During the first weekend of shop hours, I quickly learned about all the teamwork that was needed for the car to be successful. As the first practice competition, Midnight Mayhem, was nearing, I worked with the same member who had inspired me to go to the general meeting on attaching the body panels to the car and finalizing them so they were ready for the six-hour endurance race happening in the coming weeks.

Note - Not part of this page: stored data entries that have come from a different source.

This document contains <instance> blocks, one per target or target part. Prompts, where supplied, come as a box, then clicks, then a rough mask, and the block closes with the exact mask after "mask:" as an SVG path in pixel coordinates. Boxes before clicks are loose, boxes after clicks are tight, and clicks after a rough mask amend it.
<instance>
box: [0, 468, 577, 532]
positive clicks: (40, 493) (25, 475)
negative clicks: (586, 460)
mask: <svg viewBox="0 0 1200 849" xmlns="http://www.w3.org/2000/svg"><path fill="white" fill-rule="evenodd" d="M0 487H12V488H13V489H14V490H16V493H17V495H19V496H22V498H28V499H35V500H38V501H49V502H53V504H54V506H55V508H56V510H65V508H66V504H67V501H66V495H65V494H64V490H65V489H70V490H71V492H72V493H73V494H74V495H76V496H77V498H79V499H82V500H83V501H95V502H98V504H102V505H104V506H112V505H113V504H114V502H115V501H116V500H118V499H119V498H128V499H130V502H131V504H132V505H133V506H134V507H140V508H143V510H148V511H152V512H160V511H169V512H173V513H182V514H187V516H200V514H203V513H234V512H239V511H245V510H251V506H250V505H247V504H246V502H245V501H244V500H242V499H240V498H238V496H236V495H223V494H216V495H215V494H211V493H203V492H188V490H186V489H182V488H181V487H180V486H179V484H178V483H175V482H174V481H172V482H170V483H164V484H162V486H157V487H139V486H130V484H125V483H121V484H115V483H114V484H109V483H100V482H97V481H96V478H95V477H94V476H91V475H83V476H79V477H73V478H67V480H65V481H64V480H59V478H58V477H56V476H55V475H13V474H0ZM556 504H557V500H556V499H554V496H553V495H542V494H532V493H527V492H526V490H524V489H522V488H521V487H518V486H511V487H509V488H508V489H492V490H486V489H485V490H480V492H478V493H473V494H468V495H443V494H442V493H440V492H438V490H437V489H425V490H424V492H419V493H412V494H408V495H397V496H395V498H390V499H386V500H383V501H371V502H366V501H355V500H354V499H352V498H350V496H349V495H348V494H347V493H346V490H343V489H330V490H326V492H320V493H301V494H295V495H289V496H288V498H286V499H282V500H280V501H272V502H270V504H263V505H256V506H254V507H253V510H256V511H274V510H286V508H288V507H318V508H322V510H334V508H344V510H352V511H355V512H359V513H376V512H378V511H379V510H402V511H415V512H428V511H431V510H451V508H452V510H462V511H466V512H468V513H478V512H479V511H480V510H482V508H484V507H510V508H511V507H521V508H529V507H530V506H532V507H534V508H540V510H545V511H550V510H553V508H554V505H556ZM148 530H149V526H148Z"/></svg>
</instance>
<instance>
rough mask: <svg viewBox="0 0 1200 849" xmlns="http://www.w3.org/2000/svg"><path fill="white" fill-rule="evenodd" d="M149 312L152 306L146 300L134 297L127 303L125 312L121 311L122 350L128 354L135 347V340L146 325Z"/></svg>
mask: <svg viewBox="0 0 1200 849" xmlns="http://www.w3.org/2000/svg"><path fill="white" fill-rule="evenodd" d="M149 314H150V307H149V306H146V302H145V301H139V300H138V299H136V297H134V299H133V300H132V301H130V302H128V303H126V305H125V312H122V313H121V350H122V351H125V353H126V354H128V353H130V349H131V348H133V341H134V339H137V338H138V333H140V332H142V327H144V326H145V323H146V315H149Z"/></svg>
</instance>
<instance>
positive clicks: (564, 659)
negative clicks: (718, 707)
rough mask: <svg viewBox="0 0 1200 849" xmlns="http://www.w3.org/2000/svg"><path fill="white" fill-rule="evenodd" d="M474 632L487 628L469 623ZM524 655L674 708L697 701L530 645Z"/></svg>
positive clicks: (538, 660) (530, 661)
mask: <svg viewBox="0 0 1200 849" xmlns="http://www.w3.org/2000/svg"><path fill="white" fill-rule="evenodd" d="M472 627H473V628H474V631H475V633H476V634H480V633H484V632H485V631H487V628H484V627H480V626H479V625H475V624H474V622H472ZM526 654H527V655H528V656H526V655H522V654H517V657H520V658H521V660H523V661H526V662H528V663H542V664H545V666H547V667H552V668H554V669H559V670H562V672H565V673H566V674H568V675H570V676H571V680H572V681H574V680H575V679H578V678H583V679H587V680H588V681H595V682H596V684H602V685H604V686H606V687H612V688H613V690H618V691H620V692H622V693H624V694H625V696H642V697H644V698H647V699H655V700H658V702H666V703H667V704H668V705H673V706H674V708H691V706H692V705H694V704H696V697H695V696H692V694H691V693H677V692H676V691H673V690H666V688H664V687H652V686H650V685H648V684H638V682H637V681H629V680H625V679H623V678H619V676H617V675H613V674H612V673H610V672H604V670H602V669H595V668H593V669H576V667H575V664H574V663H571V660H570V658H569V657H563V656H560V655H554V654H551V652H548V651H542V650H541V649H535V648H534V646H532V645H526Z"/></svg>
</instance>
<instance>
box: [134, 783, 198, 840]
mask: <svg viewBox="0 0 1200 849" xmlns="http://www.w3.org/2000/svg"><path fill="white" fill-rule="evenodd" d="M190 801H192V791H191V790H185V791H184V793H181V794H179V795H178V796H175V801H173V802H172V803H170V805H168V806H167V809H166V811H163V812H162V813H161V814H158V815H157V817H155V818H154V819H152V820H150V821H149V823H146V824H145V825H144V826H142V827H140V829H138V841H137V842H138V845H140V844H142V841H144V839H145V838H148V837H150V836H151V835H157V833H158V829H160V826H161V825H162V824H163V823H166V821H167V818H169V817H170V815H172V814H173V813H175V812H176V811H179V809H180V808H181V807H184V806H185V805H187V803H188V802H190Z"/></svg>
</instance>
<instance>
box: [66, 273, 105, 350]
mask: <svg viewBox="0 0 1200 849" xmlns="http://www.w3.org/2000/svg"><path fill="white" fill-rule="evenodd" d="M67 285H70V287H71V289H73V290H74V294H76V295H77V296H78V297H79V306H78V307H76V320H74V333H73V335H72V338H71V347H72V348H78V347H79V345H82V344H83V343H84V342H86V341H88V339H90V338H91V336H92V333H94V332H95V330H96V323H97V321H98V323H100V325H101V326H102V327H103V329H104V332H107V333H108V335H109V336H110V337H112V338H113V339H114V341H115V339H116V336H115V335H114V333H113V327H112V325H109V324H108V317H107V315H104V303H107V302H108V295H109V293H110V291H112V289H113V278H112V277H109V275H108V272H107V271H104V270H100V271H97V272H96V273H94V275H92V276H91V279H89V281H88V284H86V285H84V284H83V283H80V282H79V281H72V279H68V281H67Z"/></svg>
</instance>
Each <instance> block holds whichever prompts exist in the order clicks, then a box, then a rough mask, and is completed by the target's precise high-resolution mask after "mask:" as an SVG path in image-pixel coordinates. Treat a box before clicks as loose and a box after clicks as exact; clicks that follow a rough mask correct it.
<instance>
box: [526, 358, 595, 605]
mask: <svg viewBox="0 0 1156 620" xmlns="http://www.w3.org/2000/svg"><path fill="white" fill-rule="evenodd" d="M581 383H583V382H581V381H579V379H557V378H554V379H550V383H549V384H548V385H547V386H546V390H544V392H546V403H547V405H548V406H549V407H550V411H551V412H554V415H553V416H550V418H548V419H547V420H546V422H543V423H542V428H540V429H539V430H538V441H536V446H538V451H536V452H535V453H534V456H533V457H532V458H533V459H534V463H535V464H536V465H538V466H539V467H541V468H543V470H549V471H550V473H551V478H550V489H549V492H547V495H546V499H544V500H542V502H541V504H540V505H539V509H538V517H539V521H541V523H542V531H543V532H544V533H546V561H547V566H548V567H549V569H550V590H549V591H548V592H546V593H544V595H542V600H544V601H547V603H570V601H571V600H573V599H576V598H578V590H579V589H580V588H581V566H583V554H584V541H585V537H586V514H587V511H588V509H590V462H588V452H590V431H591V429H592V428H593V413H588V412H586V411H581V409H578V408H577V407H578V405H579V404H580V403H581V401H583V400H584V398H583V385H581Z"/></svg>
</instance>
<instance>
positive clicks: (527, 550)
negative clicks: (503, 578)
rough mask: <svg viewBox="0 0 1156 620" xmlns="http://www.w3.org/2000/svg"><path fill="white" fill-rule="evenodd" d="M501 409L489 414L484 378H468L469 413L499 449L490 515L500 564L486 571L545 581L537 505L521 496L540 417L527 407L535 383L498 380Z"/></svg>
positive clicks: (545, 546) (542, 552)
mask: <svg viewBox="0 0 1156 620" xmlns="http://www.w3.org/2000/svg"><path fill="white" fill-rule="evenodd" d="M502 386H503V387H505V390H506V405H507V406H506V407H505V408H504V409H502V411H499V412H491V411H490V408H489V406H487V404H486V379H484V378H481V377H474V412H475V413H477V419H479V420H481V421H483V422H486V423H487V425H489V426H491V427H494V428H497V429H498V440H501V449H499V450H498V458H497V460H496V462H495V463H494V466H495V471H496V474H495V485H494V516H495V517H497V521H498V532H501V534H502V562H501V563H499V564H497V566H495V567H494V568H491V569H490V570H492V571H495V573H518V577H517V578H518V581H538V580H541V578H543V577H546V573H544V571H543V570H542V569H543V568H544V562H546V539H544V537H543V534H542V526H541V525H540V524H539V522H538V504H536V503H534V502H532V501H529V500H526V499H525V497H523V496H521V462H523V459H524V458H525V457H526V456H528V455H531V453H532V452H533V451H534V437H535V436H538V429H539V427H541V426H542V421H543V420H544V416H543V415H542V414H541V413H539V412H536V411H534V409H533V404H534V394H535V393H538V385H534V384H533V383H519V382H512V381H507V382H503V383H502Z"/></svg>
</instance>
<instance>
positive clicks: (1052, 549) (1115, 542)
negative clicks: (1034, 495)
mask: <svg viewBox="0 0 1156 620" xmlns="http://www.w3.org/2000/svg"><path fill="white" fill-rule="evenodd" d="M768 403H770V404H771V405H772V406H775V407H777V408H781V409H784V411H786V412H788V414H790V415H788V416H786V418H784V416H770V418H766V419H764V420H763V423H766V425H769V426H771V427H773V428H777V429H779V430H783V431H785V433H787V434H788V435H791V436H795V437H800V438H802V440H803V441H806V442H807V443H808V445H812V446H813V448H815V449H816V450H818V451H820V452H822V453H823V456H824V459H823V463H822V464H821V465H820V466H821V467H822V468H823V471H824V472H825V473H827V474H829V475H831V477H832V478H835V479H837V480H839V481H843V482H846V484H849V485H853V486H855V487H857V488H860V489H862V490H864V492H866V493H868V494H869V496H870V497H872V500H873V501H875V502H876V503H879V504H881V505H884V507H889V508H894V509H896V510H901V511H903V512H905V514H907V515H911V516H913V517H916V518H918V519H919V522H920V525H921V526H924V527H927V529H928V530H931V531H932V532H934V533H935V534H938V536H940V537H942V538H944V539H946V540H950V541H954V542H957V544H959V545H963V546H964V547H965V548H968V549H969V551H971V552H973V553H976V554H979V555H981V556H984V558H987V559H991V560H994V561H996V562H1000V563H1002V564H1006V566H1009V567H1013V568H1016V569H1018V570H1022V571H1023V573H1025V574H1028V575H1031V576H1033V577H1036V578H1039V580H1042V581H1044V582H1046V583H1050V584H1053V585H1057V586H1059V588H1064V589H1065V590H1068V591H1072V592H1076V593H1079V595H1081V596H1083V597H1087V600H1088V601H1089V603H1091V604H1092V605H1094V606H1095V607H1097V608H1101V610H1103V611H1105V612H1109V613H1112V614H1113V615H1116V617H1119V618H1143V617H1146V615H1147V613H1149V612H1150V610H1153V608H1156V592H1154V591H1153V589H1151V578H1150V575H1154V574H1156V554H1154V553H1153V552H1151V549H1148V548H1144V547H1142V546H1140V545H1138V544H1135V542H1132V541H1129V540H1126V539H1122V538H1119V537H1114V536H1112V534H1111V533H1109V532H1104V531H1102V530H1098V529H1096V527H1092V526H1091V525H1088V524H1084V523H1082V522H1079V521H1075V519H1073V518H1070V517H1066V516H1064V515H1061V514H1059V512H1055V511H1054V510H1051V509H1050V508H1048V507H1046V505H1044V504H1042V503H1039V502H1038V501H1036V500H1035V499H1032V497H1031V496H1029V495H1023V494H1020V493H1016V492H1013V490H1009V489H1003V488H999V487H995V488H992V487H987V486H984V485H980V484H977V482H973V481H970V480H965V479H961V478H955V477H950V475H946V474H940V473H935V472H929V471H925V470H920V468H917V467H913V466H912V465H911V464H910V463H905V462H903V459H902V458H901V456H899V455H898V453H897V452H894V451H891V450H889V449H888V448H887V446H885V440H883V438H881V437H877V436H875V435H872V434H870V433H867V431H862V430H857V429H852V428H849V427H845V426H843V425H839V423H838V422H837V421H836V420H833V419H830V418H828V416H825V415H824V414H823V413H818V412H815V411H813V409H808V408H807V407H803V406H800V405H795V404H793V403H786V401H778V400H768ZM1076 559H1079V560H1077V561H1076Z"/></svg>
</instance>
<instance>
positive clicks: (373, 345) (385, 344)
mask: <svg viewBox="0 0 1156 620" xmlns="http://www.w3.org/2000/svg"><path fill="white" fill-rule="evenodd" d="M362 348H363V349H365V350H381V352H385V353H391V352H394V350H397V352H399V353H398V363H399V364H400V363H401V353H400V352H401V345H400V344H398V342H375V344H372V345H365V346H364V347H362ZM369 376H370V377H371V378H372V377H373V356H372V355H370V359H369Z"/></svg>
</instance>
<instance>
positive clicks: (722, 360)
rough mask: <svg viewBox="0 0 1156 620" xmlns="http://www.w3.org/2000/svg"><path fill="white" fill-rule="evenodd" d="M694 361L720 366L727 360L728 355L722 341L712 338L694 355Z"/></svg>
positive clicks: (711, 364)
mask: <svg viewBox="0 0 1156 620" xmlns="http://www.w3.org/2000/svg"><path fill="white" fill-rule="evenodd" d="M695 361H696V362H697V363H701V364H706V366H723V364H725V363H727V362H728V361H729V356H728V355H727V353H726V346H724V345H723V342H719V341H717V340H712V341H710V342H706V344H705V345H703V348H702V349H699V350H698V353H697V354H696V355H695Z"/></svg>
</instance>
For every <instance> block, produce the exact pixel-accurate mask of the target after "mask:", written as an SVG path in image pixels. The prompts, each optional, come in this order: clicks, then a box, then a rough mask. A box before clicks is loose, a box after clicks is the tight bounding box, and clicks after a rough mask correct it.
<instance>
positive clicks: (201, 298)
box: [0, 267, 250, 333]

Finally, when Midnight Mayhem came, it was time to spend ten hours in a car with people whom I had barely met. I was so nervous and I had no idea what to expect for this competition. The car ride, which mostly consisted of hearing funny stories from past competitions and listening to CDs that ranged from hard rock to Gregorian chants, was one of the most interesting experiences I had ever had, and we hadn’t even gotten to the competition yet.
Once we got to Kentucky where the competition was being held, I had no idea what was to come. I spent the whole race on the sidelines of the track working Carnage Crew, which meant that we had to help any car that had flipped over or stopped in the middle of the track. Though I was covered in dirt from head to toe by the end of the night, it was a great learning and bonding experience that I will never forget.
Since then, I have learned how to use SolidWorks, a 3D design software that we use to design the car, as well as use tools and manufacture parts that I never thought I would be able to make. As a first-year mechanical engineering major, being a part of Baja is a great way to see how what we learn is applied in real life, as well as make close new friends and be a part of a great team.
Had I not taken the chance and gone to the first meeting, I would have missed out on these great learning experiences and friendships that I have made such a positive impact on my life.